The mini PC is the Ayaneo AM01, and is the first Proxmox host I configured. What started as an experiment in hypervisors has now turned into another enthusiast time sink, and I've been loving experimenting with it. Not only that, but I get the benefits of using Home Assistant OS too, with its automatic management of everything that I need. While I'm more than capable of using Docker and deploying my own add-ons, Home Assistant OS just works, and Proxmox enables me to do more, too.
Migrating Home Assistant to Home Assistant OS
The Ayaneo AM01 works perfectly for this
The setup process wasn't difficult at all, and I had my instance running in just a few minutes once I'd downloaded Home Assistant OS on my Proxmox host. It deploys like any other virtual machine, with the added benefit of consuming a lot less power than my NAS, and meaning that my experimentations on my NAS (that can result in crashing or a required reboot) won't impact any of my automations or access to other services.
While I restored my backup using Nabu Casa (Home Assistant Cloud), it can be just as easy to restore a backup yourself. Simply create a backup, download the backup file, and then upload it in the same place that you pulled the local backup on your new host, and it'll pull in everything for you, including your custom components. It just works, and I had everything set up rather quickly. Even my Zigbee dongle, a USB device, was easy to passthrough in Proxmox to the VM in a manner quite similar to TrueNAS. Find the device ID in /dev, and pass that value through, and your machine can see it instantly.
There are some aspects that I decided to configure manually though, just to have complete control. I at first elected to configure Zigbee2MQTT as a Home Assistant add-on, but I switched over to a Proxmox LXC, simply to separate services as much as possible. The same goes for my MQTT server, Mosquitto, again just to separate essential services. If I need to reboot the Home Assistant container, my Zigbee devices can still communicate and report data, which ensures that they maintain a consistent connection, and Home Assistant will just pull the latest data when it's back up.
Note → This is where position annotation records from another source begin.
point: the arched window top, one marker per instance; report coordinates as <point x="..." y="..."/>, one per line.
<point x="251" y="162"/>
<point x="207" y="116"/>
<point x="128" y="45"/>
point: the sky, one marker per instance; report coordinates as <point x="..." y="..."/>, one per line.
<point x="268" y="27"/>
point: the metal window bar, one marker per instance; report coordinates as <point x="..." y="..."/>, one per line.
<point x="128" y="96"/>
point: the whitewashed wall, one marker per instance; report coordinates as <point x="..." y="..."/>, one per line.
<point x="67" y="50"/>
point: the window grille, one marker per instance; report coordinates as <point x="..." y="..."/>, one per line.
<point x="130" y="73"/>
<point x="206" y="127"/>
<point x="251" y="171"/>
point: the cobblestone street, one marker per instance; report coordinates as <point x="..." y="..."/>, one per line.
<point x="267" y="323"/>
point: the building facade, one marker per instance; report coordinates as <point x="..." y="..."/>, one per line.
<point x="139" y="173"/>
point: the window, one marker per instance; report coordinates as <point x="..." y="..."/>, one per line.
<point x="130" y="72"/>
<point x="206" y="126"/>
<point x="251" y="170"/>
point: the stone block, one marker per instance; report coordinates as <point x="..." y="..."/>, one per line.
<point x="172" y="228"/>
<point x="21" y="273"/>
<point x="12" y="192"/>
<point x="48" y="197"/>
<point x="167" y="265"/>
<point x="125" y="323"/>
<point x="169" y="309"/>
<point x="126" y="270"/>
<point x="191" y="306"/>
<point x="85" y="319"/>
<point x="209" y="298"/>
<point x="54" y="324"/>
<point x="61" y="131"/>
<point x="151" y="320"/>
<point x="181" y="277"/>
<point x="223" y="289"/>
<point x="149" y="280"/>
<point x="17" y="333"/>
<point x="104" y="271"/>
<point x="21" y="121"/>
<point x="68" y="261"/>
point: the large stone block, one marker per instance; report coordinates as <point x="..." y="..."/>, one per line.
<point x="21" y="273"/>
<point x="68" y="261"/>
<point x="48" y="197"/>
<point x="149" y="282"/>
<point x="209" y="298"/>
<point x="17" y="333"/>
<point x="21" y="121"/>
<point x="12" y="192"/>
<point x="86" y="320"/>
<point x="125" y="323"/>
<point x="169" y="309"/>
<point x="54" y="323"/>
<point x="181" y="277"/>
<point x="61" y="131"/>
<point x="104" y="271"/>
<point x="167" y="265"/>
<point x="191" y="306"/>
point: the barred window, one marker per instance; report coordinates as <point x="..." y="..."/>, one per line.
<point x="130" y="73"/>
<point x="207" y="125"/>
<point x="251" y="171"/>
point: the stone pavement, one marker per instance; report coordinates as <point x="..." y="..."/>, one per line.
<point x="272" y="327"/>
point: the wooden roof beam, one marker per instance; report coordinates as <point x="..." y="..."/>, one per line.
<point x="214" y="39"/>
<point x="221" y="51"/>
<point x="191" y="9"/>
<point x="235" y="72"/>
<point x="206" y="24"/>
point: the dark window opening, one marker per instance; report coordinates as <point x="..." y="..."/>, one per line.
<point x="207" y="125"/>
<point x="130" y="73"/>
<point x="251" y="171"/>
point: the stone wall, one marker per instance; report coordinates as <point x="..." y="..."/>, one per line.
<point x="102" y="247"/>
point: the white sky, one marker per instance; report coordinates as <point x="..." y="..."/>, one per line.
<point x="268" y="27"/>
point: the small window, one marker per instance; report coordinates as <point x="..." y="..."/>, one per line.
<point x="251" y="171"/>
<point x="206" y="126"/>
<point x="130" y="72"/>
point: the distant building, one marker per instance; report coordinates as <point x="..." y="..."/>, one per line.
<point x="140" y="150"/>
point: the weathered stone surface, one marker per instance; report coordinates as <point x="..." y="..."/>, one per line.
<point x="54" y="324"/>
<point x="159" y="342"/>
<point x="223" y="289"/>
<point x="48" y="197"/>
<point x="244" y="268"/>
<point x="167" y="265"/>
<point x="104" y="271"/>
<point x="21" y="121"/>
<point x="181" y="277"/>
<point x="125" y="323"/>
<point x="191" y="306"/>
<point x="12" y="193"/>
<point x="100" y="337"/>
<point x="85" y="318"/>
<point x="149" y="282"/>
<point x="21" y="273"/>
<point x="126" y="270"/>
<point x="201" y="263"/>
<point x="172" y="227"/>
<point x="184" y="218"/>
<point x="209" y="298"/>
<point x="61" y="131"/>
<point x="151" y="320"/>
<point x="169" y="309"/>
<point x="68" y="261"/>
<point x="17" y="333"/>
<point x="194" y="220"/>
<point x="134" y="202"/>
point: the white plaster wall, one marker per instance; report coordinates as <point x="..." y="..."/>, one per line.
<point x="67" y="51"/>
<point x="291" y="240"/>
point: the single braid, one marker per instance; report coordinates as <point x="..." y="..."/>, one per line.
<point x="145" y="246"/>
Right now, the Ayaneo AM01 running Proxmox manages services relating to my home specifically, and I like having that degree of separation away from everything else. They're more "essential" services, and with the AM01 consuming less than 10W of power most of the time, it's a significant step-down from the 60-80W my TrueNAS machine can use at any given time. My long-term goal is to be able to turn off my primary home lab machine when I'm not using it, migrating essential services to my Proxmox host so that I can use features like Wake-on-LAN to switch on my home lab when I need it. I'll link this up with Home Assistant too, so that I can manage as much as possible through it.
Any old PC can run Proxmox
It's not particularly intense
The beauty of Proxmox is how lightweight it is, and as a hypervisor, you control the conditions all of your services run in. I have all of my essential home services running on the AM01, and everything just works. It uses very little power, it's silent, and it takes up very little space. It's a fantastically simple solution to ensuring that everything continues running as it should, and I get the benefits of having a fully managed operating system for Home Assistant, with everything that I could ever need inside of it.
I'm competent with the likes of Docker, but it's nice to not need to worry about trying to hook up individual services to achieve the same thing that an add-on can do. Plus, Home Assistant can integrate those into the UI itself, like in the case of the wonderful File Explorer add-on that adds a tab in the sidebar for accessing and modifying my files. That particular mini PC had just been sitting around in a drawer unused, so I figured it was a prime candidate for experimentation, and I'm so glad I did.
If you have any older devices, even an old laptop, it can be a prime candidate for testing out new software. Proxmox is just one of many you can try, and there are other options like the free version of ESXi or even just plain old Ubuntu server, too. I'm running many services across a multitude of devices at this point, and I'm trying to organize how I deploy them. So far, it's working out nicely!